NDRC's comment was shortly after the remarks by the National Bureau of Statistics last Friday, and in a similar definite tone, Mysteel Global noted.
“Recently, bulk commodities price increases and signs of inflation globally have grabbed the attention, which are probably due to various factors including global economic recovery, temporary imbalance in demand and supply, rich capital and speculation in the market, which are rather temporary and more like corrections,” Meng commented in answer to the media inquiry.
However, “the global economy is still unsteady and unbalanced, and bulk commodities have not shown any changes in structure or in trend, so bulk commodities prices lack the basis for a long-time strengthening,” she analyzed.

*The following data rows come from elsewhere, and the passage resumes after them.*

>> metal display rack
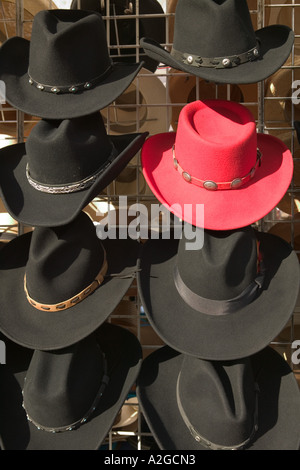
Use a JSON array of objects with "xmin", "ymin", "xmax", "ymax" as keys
[{"xmin": 0, "ymin": 0, "xmax": 299, "ymax": 451}]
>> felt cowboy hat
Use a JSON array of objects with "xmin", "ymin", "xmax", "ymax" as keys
[
  {"xmin": 109, "ymin": 297, "xmax": 165, "ymax": 359},
  {"xmin": 0, "ymin": 112, "xmax": 148, "ymax": 228},
  {"xmin": 71, "ymin": 0, "xmax": 166, "ymax": 73},
  {"xmin": 0, "ymin": 323, "xmax": 142, "ymax": 450},
  {"xmin": 168, "ymin": 69, "xmax": 244, "ymax": 131},
  {"xmin": 141, "ymin": 99, "xmax": 294, "ymax": 230},
  {"xmin": 136, "ymin": 345, "xmax": 300, "ymax": 450},
  {"xmin": 166, "ymin": 0, "xmax": 260, "ymax": 50},
  {"xmin": 264, "ymin": 0, "xmax": 300, "ymax": 44},
  {"xmin": 0, "ymin": 9, "xmax": 144, "ymax": 119},
  {"xmin": 137, "ymin": 225, "xmax": 300, "ymax": 361},
  {"xmin": 140, "ymin": 0, "xmax": 294, "ymax": 85},
  {"xmin": 101, "ymin": 67, "xmax": 169, "ymax": 137},
  {"xmin": 0, "ymin": 211, "xmax": 141, "ymax": 351}
]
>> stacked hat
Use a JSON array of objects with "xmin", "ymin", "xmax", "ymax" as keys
[
  {"xmin": 0, "ymin": 8, "xmax": 148, "ymax": 449},
  {"xmin": 135, "ymin": 0, "xmax": 300, "ymax": 450}
]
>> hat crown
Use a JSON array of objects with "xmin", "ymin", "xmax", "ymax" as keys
[
  {"xmin": 172, "ymin": 0, "xmax": 256, "ymax": 58},
  {"xmin": 23, "ymin": 335, "xmax": 106, "ymax": 430},
  {"xmin": 26, "ymin": 212, "xmax": 105, "ymax": 304},
  {"xmin": 25, "ymin": 113, "xmax": 114, "ymax": 186},
  {"xmin": 174, "ymin": 100, "xmax": 258, "ymax": 186},
  {"xmin": 28, "ymin": 10, "xmax": 112, "ymax": 87},
  {"xmin": 177, "ymin": 226, "xmax": 258, "ymax": 301},
  {"xmin": 177, "ymin": 355, "xmax": 257, "ymax": 448}
]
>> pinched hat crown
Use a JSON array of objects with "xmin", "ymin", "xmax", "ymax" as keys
[
  {"xmin": 172, "ymin": 0, "xmax": 257, "ymax": 63},
  {"xmin": 28, "ymin": 9, "xmax": 112, "ymax": 94},
  {"xmin": 23, "ymin": 335, "xmax": 109, "ymax": 432},
  {"xmin": 25, "ymin": 113, "xmax": 115, "ymax": 192},
  {"xmin": 25, "ymin": 212, "xmax": 106, "ymax": 308}
]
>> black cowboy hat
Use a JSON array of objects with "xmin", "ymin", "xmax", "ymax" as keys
[
  {"xmin": 71, "ymin": 0, "xmax": 166, "ymax": 73},
  {"xmin": 137, "ymin": 345, "xmax": 300, "ymax": 450},
  {"xmin": 0, "ymin": 112, "xmax": 147, "ymax": 227},
  {"xmin": 140, "ymin": 0, "xmax": 294, "ymax": 84},
  {"xmin": 0, "ymin": 323, "xmax": 142, "ymax": 450},
  {"xmin": 0, "ymin": 211, "xmax": 140, "ymax": 350},
  {"xmin": 0, "ymin": 9, "xmax": 144, "ymax": 119},
  {"xmin": 137, "ymin": 225, "xmax": 300, "ymax": 360}
]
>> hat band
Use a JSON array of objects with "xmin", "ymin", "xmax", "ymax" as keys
[
  {"xmin": 24, "ymin": 251, "xmax": 108, "ymax": 312},
  {"xmin": 174, "ymin": 264, "xmax": 265, "ymax": 316},
  {"xmin": 27, "ymin": 63, "xmax": 113, "ymax": 94},
  {"xmin": 171, "ymin": 41, "xmax": 260, "ymax": 69},
  {"xmin": 22, "ymin": 352, "xmax": 110, "ymax": 433},
  {"xmin": 172, "ymin": 146, "xmax": 262, "ymax": 190},
  {"xmin": 176, "ymin": 371, "xmax": 259, "ymax": 450},
  {"xmin": 25, "ymin": 146, "xmax": 118, "ymax": 194}
]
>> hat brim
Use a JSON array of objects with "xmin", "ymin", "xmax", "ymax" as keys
[
  {"xmin": 141, "ymin": 130, "xmax": 293, "ymax": 230},
  {"xmin": 0, "ymin": 37, "xmax": 144, "ymax": 119},
  {"xmin": 137, "ymin": 231, "xmax": 300, "ymax": 360},
  {"xmin": 0, "ymin": 323, "xmax": 142, "ymax": 450},
  {"xmin": 0, "ymin": 132, "xmax": 148, "ymax": 227},
  {"xmin": 136, "ymin": 345, "xmax": 300, "ymax": 450},
  {"xmin": 0, "ymin": 231, "xmax": 140, "ymax": 350},
  {"xmin": 140, "ymin": 25, "xmax": 294, "ymax": 84}
]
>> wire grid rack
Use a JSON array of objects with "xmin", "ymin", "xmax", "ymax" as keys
[{"xmin": 0, "ymin": 0, "xmax": 299, "ymax": 451}]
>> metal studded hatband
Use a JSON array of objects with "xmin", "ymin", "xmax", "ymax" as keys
[{"xmin": 172, "ymin": 145, "xmax": 262, "ymax": 190}]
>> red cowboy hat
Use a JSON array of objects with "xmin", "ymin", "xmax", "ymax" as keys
[{"xmin": 141, "ymin": 99, "xmax": 294, "ymax": 230}]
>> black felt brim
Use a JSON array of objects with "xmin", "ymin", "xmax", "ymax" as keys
[
  {"xmin": 0, "ymin": 323, "xmax": 142, "ymax": 450},
  {"xmin": 0, "ymin": 231, "xmax": 140, "ymax": 350},
  {"xmin": 0, "ymin": 37, "xmax": 144, "ymax": 119},
  {"xmin": 0, "ymin": 132, "xmax": 147, "ymax": 227},
  {"xmin": 137, "ymin": 345, "xmax": 300, "ymax": 450},
  {"xmin": 137, "ymin": 231, "xmax": 300, "ymax": 361},
  {"xmin": 140, "ymin": 25, "xmax": 294, "ymax": 84}
]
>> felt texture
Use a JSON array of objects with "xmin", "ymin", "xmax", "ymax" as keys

As for China, now immersed deeply in the global economy, its commodities prices will surely be influenced by the exterior environment, but such impacts are limited and within control, she commented.
“We (China) have our large domestic market, our economy has the resilience and potential, and we are accelerating in building up our own new development model for a better circulation in industries, markets, and demand and supply,” she added.
As for industrial goods, the prices will be stable in general and in the coming months, as China is with the sufficient production capacity, abundant supply, and enough market competition, she projected.
At the press conference, Meng shared more details regarding China’s economic performance for the first quarter, disclosing that NDRC approved 16 fixed asset investment (FAI) projects or valuing Yuan 45.4 billion ($7 billion) in total mainly in transportation, energy and high-technology industries.
Over January-March, 22 provinces, regions, and municipalities posted over 20% on-year growths in their FAIs, and for power consumption both for citizens and industries, 14 provinces, regions and municipalities posted over 20% on-year rises with five including Hubei, Tibet, Zhejiang, Guangdong and Yunnan scoring over 30% on-year growths in power consumption, all being above the country’s average 19.4% on-year growth.
All the data have confirmed a continuing and steady progress for the Chinese economy to return to the normal track, she commented.
In the first quarter, China’s gross domestic product grew 18.3% on year, as reported.